Fifty five years of hurt

The first time I heard ‘Three Lions’ was at Wembley. It was a warm-up game for Euro 96 and my university’s football society ran a minibus from Yorkshire down to London so we could go to the game. At half time England were winning comfortably and the tannoy played Baddiel and Skinner’s new song. It would go on to define the tournament, but on a first hearing the England fans were nonplussed.

Thirty years of hurt. The phrase always seemed a bit overblown to me, but it has come to embody the experience of being an England fan. Since the win on home turf in 1966 it had been a story of disappointment, gallant failures and ‘oh so nears’. Euro 96 by contrast generated a great deal of optimism about English football, which was improving in quality and becoming likeable again after years of hooliganism and European bans.

In 1996 it would have been unthinkable that, a quarter of a century later, England fans would still be waiting for their second major tournament win. How on earth should we explain it?

Photo by JESHOOTS.com on Pexels.com

The answer could be history. One of my favourite football books is David Winner’s Those Feet: A Sensual History of English Football (2005). Winner argues that the shortcomings of the English game date back to its birth in the Victorian period, and boil down to national identity and sex.

Football as we know it was invented by the Victorian public schools. The games ethos was an important part of their regimen, which sought to produce young men of strong moral and physical character. The riotous football games of the Georgians were tamed into a highly structured and disciplined game, and the schools came up with a common set of rules so they could play each other.

Victorian football was supposed to be character building. It taught teamwork and self-discipline, and privileged effort and strength over guile or skill. These were the manly qualities that boys would need in order to flourish in public life, in business or the empire. Moreover, it would wear them out, so they would not be distracted by deviant sexual urges.

Winner argues that these attitudes persisted into the twentieth century and beyond. Football may have been England’s gift to the world, but Brazilians, Hungarians and everybody else took the game and turned it into something different: a game that was sexy, clever and exhilarating. So England teams that continued to huff and puff found themselves bested by players that were not held back by the weight of tradition.

Do you agree?
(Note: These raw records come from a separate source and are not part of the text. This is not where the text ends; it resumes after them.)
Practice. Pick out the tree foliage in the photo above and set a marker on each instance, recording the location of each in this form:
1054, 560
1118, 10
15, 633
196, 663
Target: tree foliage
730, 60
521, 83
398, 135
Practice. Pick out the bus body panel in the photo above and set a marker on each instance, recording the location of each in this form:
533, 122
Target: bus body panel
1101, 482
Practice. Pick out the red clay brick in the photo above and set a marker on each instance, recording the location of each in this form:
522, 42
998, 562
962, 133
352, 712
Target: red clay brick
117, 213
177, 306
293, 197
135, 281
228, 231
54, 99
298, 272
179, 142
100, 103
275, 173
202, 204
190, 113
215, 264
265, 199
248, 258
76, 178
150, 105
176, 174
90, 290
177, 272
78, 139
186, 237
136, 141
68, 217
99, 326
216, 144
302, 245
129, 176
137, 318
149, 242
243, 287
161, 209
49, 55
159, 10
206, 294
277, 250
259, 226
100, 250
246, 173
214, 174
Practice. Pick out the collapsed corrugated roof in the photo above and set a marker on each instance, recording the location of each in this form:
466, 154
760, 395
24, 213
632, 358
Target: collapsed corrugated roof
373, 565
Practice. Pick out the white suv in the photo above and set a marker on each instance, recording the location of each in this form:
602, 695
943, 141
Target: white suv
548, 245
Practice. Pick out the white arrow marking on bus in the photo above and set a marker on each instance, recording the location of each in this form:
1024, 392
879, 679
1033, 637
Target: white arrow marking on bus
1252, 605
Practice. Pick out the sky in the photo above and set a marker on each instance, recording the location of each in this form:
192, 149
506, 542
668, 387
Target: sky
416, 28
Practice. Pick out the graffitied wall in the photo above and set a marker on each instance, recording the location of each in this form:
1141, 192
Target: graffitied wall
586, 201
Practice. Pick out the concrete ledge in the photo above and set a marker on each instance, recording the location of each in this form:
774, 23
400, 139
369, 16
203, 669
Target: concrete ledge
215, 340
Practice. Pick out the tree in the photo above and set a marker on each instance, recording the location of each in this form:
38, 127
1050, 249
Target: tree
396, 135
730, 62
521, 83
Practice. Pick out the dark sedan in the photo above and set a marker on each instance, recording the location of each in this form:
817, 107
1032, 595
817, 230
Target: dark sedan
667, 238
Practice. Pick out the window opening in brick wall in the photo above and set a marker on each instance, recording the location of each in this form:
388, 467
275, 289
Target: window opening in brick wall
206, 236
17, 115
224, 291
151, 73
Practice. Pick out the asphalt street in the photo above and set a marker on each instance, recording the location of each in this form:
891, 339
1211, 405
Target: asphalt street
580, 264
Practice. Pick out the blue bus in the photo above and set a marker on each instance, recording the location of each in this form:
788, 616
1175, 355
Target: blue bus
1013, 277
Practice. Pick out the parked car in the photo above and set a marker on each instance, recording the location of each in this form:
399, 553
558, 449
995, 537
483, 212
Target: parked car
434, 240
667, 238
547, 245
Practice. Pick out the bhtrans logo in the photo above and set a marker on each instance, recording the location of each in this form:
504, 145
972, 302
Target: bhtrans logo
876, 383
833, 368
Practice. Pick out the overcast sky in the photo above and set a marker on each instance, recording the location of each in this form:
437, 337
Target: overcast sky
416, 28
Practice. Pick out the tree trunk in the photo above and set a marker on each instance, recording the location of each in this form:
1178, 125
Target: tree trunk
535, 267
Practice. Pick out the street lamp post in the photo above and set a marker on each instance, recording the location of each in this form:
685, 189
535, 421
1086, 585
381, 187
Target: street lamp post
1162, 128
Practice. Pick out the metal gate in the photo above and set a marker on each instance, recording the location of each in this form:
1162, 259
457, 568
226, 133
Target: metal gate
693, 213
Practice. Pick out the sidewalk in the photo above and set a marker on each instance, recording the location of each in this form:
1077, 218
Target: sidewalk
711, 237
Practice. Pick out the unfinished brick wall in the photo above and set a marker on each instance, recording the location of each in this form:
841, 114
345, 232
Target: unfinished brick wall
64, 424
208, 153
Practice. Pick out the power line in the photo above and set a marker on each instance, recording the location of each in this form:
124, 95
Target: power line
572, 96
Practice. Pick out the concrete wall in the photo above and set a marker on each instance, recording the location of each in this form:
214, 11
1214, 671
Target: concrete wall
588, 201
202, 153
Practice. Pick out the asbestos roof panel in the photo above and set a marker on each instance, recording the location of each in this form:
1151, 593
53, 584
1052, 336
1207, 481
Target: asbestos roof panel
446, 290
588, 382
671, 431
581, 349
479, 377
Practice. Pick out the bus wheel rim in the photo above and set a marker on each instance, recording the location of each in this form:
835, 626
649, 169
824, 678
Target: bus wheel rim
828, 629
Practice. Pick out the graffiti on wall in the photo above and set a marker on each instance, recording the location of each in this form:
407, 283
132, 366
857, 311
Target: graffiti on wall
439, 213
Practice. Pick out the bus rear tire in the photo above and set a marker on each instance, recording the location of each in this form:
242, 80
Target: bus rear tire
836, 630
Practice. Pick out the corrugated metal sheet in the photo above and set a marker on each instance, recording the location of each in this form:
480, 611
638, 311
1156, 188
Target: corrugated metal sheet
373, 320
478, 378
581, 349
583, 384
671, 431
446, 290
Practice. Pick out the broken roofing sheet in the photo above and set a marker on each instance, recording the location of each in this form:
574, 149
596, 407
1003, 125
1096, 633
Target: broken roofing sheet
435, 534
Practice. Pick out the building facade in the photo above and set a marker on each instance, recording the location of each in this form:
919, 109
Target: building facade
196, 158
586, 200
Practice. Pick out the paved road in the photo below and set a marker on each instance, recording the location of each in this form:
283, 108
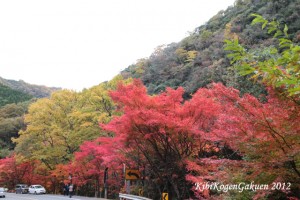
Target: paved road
12, 196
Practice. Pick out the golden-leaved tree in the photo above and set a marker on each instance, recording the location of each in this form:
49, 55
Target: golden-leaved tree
58, 125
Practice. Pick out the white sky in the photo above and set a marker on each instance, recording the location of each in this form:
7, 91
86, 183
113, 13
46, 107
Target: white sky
77, 44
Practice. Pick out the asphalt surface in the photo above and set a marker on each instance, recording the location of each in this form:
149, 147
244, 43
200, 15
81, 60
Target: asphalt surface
13, 196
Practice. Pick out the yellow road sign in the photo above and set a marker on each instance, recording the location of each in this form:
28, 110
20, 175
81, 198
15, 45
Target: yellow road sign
132, 174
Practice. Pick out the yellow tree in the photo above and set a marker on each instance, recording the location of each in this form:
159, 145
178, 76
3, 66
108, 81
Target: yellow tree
58, 125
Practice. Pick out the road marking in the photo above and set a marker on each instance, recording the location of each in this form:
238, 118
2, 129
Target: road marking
62, 197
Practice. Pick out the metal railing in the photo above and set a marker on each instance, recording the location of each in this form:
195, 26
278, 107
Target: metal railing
131, 197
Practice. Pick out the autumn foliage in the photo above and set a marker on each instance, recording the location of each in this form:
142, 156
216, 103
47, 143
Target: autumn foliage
217, 136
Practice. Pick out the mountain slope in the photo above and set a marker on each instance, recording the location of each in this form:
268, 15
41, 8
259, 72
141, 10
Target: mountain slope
200, 59
9, 96
30, 89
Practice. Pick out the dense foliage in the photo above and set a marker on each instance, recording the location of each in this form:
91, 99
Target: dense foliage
30, 89
11, 122
199, 59
8, 96
183, 137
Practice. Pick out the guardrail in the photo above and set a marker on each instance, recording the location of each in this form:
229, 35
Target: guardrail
131, 197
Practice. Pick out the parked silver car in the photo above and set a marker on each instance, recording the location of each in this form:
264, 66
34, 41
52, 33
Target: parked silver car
37, 189
21, 189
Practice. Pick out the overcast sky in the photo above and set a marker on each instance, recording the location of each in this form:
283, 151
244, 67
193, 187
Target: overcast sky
78, 44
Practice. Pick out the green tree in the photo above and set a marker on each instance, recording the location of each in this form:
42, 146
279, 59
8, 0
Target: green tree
279, 68
58, 125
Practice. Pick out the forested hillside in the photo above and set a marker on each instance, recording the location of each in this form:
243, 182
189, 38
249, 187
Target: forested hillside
15, 97
37, 91
179, 132
200, 58
8, 95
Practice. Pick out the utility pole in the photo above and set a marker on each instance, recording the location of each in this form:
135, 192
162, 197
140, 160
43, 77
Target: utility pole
105, 182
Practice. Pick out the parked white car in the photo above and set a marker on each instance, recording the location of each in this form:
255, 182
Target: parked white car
2, 192
37, 189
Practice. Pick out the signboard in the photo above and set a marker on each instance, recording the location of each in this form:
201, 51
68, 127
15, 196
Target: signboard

I’m not sure this was true when the book came out, the heyday of Beckham and Rooney. I certainly feel that the current crop of players have moved beyond a lot of these attitudes, having grown up with a very international Premier League and sophisticated training methods. They seem more comfortable in their masculinity and – given the stand they have taken on Black Lives Matter – their national identity too.

Maybe the fifty five years of hurt will come to an end this summer?